The University of Michigan has reached a settlement with students seeking to change how the school addresses and prevents sexual misconduct on campus.
According to National Public Radio, the university has agreed to create and fund a multidisciplinary committee designed to shield students and staff from sexual predators.
The Coordinated Community Response Team, says The Associated Press, will be comprised of about 30 members, including Title IX experts, sexual misconduct investigators, and experienced academic faculty and staff.

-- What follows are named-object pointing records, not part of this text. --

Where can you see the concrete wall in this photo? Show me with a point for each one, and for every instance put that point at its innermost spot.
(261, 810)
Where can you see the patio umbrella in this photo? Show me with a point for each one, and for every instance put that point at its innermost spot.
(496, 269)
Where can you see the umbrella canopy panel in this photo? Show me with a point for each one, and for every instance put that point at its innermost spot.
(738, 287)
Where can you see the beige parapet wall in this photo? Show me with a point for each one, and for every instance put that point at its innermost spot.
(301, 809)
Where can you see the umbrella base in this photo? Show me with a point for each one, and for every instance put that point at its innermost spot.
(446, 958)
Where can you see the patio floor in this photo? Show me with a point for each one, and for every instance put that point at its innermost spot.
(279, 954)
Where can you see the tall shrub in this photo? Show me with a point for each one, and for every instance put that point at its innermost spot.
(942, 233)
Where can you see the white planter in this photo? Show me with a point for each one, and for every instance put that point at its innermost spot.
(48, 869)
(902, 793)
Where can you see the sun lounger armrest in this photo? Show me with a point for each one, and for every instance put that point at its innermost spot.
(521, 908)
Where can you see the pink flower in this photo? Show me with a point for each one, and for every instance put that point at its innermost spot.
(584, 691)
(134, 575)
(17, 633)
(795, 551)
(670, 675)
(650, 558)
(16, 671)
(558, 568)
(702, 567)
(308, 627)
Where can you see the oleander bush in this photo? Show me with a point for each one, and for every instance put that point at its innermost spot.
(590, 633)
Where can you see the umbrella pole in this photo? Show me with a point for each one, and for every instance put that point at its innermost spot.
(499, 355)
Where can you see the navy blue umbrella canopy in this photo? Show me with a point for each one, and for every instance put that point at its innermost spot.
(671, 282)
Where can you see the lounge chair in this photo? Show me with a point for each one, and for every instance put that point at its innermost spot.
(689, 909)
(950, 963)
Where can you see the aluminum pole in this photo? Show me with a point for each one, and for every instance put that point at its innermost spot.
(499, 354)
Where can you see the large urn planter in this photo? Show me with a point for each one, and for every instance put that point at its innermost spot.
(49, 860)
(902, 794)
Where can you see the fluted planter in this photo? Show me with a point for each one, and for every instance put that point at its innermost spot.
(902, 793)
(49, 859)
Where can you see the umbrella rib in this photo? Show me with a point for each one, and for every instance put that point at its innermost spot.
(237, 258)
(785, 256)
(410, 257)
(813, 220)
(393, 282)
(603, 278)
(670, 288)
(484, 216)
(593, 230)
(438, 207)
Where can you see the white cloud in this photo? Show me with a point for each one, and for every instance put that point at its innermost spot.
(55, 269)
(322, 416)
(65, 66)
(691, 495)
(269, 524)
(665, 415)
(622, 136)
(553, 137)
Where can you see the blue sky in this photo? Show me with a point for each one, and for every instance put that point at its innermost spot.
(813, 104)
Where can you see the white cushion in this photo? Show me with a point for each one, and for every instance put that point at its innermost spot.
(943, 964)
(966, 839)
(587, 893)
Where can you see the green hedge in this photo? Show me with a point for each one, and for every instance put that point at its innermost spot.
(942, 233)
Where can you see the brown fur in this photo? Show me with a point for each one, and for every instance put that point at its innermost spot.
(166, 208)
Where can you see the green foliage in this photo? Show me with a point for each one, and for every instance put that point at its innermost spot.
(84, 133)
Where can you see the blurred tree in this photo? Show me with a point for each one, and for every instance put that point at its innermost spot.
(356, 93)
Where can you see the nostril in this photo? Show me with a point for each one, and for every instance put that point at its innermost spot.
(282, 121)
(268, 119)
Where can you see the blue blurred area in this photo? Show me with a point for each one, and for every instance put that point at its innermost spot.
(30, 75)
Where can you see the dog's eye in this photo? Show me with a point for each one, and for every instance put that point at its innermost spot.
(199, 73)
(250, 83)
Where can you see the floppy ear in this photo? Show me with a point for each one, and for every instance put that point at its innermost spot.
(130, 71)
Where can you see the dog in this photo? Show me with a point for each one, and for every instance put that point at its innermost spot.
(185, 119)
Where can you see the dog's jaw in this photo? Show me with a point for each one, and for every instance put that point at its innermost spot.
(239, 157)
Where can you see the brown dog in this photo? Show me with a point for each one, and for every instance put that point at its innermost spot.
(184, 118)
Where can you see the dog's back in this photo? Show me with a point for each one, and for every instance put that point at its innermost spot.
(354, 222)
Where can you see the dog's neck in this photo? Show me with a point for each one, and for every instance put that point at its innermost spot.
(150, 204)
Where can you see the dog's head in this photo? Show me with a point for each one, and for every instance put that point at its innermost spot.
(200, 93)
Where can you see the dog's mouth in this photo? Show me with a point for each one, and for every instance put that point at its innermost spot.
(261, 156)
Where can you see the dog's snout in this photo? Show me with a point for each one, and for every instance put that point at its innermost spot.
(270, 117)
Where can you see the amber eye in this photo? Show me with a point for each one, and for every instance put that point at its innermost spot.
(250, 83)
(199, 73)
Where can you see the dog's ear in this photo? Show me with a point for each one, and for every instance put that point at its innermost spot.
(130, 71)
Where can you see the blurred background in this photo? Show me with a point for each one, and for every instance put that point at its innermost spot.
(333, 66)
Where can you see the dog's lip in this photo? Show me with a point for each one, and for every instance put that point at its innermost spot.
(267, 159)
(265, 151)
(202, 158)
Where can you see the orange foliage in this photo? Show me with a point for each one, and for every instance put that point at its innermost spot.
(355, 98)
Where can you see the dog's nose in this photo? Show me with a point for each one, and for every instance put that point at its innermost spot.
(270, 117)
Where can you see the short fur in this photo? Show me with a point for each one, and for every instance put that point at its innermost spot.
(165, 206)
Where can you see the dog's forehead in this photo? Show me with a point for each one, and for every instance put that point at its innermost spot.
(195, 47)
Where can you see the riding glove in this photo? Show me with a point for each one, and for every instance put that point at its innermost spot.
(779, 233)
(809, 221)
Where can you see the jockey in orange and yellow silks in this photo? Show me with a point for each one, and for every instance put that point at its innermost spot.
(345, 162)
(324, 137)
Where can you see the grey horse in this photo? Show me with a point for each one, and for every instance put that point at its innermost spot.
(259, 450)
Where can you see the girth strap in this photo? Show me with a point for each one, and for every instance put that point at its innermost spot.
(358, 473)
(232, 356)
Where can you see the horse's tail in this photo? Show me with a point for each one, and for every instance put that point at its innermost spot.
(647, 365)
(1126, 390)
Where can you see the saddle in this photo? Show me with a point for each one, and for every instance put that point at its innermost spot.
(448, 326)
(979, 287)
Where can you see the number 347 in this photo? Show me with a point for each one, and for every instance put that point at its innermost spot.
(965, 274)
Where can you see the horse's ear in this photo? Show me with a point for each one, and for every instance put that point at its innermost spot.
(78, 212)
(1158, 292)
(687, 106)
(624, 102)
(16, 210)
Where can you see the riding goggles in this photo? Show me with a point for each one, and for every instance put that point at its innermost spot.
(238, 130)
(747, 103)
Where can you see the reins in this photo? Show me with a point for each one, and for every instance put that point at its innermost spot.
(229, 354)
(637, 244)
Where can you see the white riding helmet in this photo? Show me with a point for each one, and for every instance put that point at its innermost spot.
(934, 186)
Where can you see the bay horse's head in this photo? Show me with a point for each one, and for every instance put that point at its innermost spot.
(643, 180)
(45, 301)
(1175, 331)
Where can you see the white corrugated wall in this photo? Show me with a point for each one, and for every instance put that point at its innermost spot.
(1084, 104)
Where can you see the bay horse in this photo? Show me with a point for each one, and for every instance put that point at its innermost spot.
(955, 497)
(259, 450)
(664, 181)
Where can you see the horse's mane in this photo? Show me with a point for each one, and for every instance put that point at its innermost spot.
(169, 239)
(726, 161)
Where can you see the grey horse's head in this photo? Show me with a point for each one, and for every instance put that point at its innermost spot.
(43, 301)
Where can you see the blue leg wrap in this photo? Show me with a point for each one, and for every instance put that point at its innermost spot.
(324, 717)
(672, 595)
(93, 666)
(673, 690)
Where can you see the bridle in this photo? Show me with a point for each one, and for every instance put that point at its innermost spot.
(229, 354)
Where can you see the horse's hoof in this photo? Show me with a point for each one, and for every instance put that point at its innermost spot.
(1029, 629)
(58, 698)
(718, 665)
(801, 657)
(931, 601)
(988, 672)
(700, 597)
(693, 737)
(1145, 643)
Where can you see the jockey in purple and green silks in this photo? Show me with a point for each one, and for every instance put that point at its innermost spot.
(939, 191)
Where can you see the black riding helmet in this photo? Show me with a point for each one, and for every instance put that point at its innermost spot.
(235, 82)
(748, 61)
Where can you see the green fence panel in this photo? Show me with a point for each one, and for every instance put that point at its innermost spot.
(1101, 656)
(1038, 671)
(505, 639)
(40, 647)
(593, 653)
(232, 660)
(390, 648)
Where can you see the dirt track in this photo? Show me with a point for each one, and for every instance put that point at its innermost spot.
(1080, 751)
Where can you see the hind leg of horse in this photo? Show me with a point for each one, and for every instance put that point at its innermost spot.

Once it is formed, the CCRT will meet at least three times per year to “assess, plan, monitor and evaluate sexual misconduct prevention and response efforts.”
Nancy Cantalupo, an assistant professor of law at Wayne State University, told The Associated Press that the Coordinated Community Response Team also aims to integrate survivors’ opinions, input, and special recommendations.
“I think most importantly, it has representation from students and survivors,” Cantalupo said. “They will all have a seat at the table alongside the other experts that are on the CCRT.”
“And that will give them a direct line into the administration—and the upper levels of the administration—in terms of communicating their concerns and their needs,” she said.
The Detroit Free Press notes that the lawsuit was first filed in May 2021.
The complaint was among the first brought against the University of Michigan after students and former school officials publicly accused the late Dr. Robert Anderson of widespread sexual misconduct.
Anderson, who worked with many of the school’s sports teams, allegedly sexually assaulted hundreds—perhaps even thousands–of primarily male athletes between 1966 and 2003.
While some student athletes escalated concerns about Anderson’s inappropriate medical practices, these complaints were largely ignored by athletics officials and University of Michigan administrators.
The Detroit Free Press reports that this lawsuit—unlike a massive collection of other individual lawsuits filed by Anderson survivors, which were recently settled for a total of $490 million—was filed by a current University of Michigan student, Josephine Graham.
“It’s a first step in establishing more accountability, transparency, and importantly, community decision making when it comes to the history of sexual misconduct and then the policies and procedures being implemented to address this issue on campus,” Graham said in a statement.
However, The Associated Press notes that some aspects of the settlement, including the creation of the Coordinated Community Response Team, still requires approval from U.S. District Judge Victoria Roberts, who is overseeing the case.